Apa itu Penjual Ritel?

Seorang penjual eceran menjual barang kepada konsumen di toko dan toko batu bata dan mortir.

Seorang penjual eceran menjual berbagai macam barang dagangan kepada masyarakat umum di lingkungan yang mencari keuntungan, seperti toko di mal. Dia melakukan transaksi penjualan yang melibatkan uang tunai, cek, kartu debit dan kartu kredit. Keakuratannya dalam memproses pembayaran sangat penting bagi kesuksesannya di posisi ini. Ia juga sangat diharapkan untuk bersikap ramah dan menarik untuk membuat pelanggan merasa diterima dan bersemangat untuk membeli produk toko.

Seorang penjual eceran mungkin ditugaskan untuk mengidentifikasi pengutil.

Agar efektif, rekanan penjualan eceran biasanya diharapkan mengetahui sebanyak mungkin tentang barang dagangan toko sehingga dia dapat melayani pelanggannya secara efisien. Ini termasuk mengetahui promosi dan penjualan dan mengetahui warna, ukuran, dan gaya apa yang tersedia untuk setiap produk. Pengetahuannya tentang barang dagangan memungkinkan dia untuk memberikan saran kepada pelanggan dan mungkin meningkatkan penjualan dan membangun niat baik.

Seorang wiraniaga eceran biasanya diharapkan mendapat informasi yang cukup tentang spesifikasi produk untuk menjawab pertanyaan pelanggan yang mendetail.

Mampu menjawab pertanyaan pelanggan adalah sifat penting bagi tenaga penjualan ritel. Dia biasanya diharapkan diberi tahu tentang kebijakan pengembalian dan penukaran dan dapat mengomunikasikan informasi ini dengan jelas kepada pelanggan. Jika produk dapat dipesan atau mungkin ditemukan di lokasi cabang, dia harus mengetahui opsi ini dan membagikannya kepada pelanggan. Pengetahuan yang baik tentang inventaris saat ini dan yang diantisipasi adalah aset.

Penjual eceran dapat membantu pelanggan memutuskan antara item di toko pakaian.

Bergantung pada sifat bisnisnya, wiraniaga ritel biasanya diharapkan memiliki informasi yang cukup tentang spesifikasi produk untuk menjawab pertanyaan pelanggan yang terperinci. Pertanyaan-pertanyaan ini biasanya mencakup topik tentang konten dan perawatan kain, fitur produk dan cara menggunakannya, serta umur panjang produk yang diharapkan.
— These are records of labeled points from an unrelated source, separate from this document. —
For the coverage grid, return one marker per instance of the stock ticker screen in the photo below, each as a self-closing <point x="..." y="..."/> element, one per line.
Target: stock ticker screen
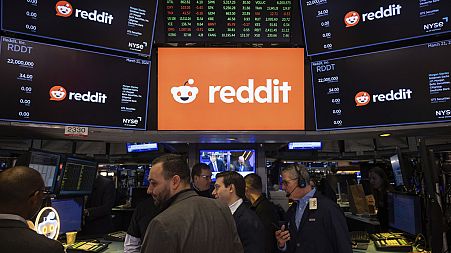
<point x="408" y="85"/>
<point x="331" y="25"/>
<point x="118" y="25"/>
<point x="264" y="21"/>
<point x="58" y="85"/>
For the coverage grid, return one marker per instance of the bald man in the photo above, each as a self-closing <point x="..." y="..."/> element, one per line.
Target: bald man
<point x="21" y="193"/>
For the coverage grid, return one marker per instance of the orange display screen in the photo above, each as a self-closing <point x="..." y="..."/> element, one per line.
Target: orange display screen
<point x="231" y="89"/>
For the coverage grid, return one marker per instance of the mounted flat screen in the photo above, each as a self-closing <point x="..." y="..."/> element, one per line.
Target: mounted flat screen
<point x="334" y="25"/>
<point x="228" y="21"/>
<point x="118" y="25"/>
<point x="57" y="85"/>
<point x="396" y="87"/>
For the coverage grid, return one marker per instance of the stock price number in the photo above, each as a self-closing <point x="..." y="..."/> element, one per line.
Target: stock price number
<point x="26" y="89"/>
<point x="31" y="14"/>
<point x="24" y="114"/>
<point x="336" y="111"/>
<point x="336" y="101"/>
<point x="26" y="102"/>
<point x="31" y="27"/>
<point x="338" y="122"/>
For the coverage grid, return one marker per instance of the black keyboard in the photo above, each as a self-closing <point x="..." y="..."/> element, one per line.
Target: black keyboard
<point x="396" y="245"/>
<point x="360" y="236"/>
<point x="118" y="236"/>
<point x="94" y="247"/>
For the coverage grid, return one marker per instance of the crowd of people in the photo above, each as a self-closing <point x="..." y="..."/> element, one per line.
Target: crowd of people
<point x="188" y="214"/>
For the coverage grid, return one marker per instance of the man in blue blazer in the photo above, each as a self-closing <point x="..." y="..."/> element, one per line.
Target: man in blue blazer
<point x="230" y="189"/>
<point x="315" y="223"/>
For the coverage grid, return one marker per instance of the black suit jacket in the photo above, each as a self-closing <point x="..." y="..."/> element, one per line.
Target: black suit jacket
<point x="220" y="164"/>
<point x="99" y="204"/>
<point x="16" y="237"/>
<point x="250" y="229"/>
<point x="267" y="213"/>
<point x="323" y="230"/>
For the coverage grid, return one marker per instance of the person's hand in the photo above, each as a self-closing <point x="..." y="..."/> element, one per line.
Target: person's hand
<point x="282" y="236"/>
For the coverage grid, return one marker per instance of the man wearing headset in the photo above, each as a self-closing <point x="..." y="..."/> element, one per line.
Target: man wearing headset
<point x="315" y="223"/>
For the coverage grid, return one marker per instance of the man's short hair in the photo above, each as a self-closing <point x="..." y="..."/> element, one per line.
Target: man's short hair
<point x="173" y="165"/>
<point x="197" y="169"/>
<point x="233" y="177"/>
<point x="298" y="170"/>
<point x="254" y="181"/>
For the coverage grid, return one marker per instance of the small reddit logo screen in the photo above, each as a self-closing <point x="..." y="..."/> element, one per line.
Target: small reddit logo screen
<point x="230" y="89"/>
<point x="63" y="9"/>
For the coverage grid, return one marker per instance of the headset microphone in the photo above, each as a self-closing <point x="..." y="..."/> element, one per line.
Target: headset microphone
<point x="289" y="194"/>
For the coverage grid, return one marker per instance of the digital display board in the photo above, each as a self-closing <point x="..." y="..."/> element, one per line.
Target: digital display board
<point x="231" y="89"/>
<point x="331" y="25"/>
<point x="228" y="20"/>
<point x="395" y="87"/>
<point x="58" y="85"/>
<point x="119" y="25"/>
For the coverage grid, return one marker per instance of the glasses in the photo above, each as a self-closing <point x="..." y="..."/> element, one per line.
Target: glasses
<point x="205" y="176"/>
<point x="286" y="182"/>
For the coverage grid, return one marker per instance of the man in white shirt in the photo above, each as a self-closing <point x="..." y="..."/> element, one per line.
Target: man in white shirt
<point x="230" y="189"/>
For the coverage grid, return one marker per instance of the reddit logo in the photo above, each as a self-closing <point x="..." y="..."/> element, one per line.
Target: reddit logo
<point x="352" y="18"/>
<point x="57" y="93"/>
<point x="63" y="9"/>
<point x="185" y="94"/>
<point x="362" y="98"/>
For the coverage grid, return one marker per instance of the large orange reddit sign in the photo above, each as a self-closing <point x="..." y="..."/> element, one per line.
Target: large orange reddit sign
<point x="230" y="89"/>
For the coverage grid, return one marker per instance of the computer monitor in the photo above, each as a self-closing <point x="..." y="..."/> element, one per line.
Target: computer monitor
<point x="77" y="177"/>
<point x="404" y="213"/>
<point x="142" y="147"/>
<point x="47" y="164"/>
<point x="396" y="167"/>
<point x="239" y="160"/>
<point x="70" y="212"/>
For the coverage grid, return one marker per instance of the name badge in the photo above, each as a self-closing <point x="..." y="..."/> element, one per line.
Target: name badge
<point x="313" y="204"/>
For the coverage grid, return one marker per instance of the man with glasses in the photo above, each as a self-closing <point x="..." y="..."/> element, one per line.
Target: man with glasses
<point x="315" y="223"/>
<point x="188" y="222"/>
<point x="201" y="180"/>
<point x="21" y="194"/>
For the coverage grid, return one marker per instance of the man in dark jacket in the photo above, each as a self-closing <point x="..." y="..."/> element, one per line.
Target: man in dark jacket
<point x="264" y="209"/>
<point x="21" y="193"/>
<point x="230" y="190"/>
<point x="316" y="224"/>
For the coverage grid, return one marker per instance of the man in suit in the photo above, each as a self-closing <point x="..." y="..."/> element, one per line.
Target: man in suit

Dalam beberapa kasus, pertanyaan tentang masalah keselamatan dan kesehatan mungkin muncul jika produk tersebut mengandung bahan kimia atau bahan yang tidak umum.

Di beberapa pengecer, tenaga penjual berkeliling toko, membantu pelanggan menemukan produk terbaik untuk kebutuhan spesifik mereka.
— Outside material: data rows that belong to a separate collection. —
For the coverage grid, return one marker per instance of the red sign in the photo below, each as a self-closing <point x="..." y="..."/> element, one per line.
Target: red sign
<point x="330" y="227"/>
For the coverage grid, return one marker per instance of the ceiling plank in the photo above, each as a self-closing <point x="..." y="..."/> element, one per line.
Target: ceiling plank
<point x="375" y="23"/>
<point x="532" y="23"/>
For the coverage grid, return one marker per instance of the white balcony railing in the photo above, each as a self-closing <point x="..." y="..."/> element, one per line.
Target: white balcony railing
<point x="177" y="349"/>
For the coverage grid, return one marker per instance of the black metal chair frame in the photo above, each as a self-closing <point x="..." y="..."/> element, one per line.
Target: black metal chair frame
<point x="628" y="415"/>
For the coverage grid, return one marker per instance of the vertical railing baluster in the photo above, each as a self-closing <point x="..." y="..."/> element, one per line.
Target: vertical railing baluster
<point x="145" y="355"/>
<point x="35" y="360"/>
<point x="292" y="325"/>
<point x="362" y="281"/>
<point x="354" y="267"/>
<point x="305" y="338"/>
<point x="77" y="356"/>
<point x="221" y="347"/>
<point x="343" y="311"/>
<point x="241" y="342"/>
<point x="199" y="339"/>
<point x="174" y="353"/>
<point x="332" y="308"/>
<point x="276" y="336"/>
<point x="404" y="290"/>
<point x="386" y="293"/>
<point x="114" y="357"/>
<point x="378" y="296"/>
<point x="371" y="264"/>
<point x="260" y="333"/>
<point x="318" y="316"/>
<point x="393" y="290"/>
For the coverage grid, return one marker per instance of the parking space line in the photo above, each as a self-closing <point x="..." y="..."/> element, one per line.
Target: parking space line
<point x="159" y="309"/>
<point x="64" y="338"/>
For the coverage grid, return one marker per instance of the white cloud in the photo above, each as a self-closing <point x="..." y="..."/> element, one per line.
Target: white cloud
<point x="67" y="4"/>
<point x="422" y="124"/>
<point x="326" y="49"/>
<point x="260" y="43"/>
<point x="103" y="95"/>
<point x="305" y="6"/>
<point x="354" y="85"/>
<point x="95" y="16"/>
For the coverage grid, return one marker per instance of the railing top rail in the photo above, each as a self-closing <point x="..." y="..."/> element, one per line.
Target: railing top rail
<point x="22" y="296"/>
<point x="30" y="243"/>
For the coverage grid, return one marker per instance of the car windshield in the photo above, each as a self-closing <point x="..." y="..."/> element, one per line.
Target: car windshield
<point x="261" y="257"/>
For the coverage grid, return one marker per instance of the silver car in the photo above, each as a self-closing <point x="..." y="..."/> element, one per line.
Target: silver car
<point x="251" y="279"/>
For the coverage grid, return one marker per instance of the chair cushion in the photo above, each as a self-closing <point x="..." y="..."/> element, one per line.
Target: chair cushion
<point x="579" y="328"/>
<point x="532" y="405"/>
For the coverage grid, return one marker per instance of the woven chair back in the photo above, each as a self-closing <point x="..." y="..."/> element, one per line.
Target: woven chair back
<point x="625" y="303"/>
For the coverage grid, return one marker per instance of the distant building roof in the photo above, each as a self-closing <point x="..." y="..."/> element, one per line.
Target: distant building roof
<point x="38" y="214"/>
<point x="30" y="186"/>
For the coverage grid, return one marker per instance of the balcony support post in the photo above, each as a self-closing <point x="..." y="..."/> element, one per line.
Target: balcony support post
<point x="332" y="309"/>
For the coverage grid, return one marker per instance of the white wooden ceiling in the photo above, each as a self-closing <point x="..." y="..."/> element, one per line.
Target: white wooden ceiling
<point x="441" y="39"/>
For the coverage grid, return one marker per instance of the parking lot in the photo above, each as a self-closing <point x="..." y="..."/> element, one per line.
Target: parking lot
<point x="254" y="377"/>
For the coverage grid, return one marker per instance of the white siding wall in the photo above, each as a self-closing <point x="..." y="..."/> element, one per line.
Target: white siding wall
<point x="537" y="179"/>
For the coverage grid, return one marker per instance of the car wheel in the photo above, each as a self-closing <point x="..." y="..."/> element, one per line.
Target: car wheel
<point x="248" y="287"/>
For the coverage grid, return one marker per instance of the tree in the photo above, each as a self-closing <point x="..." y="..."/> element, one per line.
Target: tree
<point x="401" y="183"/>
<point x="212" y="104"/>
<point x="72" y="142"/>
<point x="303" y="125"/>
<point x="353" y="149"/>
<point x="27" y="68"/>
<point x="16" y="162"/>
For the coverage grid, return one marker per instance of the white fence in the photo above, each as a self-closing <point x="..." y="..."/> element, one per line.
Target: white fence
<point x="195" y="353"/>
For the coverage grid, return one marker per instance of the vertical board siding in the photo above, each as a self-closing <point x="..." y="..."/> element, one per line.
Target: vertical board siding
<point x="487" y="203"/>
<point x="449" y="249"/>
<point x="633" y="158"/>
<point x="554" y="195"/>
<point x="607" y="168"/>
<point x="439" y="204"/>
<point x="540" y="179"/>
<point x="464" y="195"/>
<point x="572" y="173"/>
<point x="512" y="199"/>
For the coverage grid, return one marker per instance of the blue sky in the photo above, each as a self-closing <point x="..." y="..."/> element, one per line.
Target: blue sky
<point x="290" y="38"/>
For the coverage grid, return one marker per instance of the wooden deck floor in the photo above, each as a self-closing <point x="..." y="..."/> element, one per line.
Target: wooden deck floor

Setelah wiraniaga eceran dilatih secara menyeluruh dan dapat bekerja tanpa pengawasan langsung, dia mungkin diminta untuk menginap setiap malam dan menutup toko. Prosedur penutupan biasanya mencakup penyeimbangan laci kas dan mencocokkan kuitansi dengan transaksi kartu kredit. Mempersiapkan dan membuat setoran bank harian sering kali merupakan bagian dari tugas prosedur penutupan juga.

Beberapa tenaga penjualan eceran di department store besar menerima komisi atas penjualan.

Organisasi toko biasanya merupakan bagian dari pekerjaan wiraniaga eceran. Lorong umumnya harus bersih dari penghalang dan konter bebas dari kekacauan. Merancang tampilan barang dagangan yang rapi dan menarik biasanya merupakan salah satu tanggung jawab penjual eceran.

Keamanan dasar lokasi mungkin juga menjadi tanggung jawab penjual eceran. Dia harus waspada terhadap kamera pengintai dan cermin dan memantaunya untuk mencegah kerugian. Jika pengutil terlihat, petugas ritel biasanya diminta untuk memberi tahu personel yang tepat untuk menanyai atau menangkap mereka.

Posisi sebagai penjual eceran biasanya tidak membutuhkan lebih dari ijazah sekolah menengah atas atau yang sederajat. Jika seseorang ramah dan senang berinteraksi dengan berbagai macam kepribadian, posisi dalam penjualan eceran biasanya merupakan pilihan pekerjaan yang baik. Keterampilan matematika dan organisasi yang baik juga sangat dihargai untuk pekerjaan ini.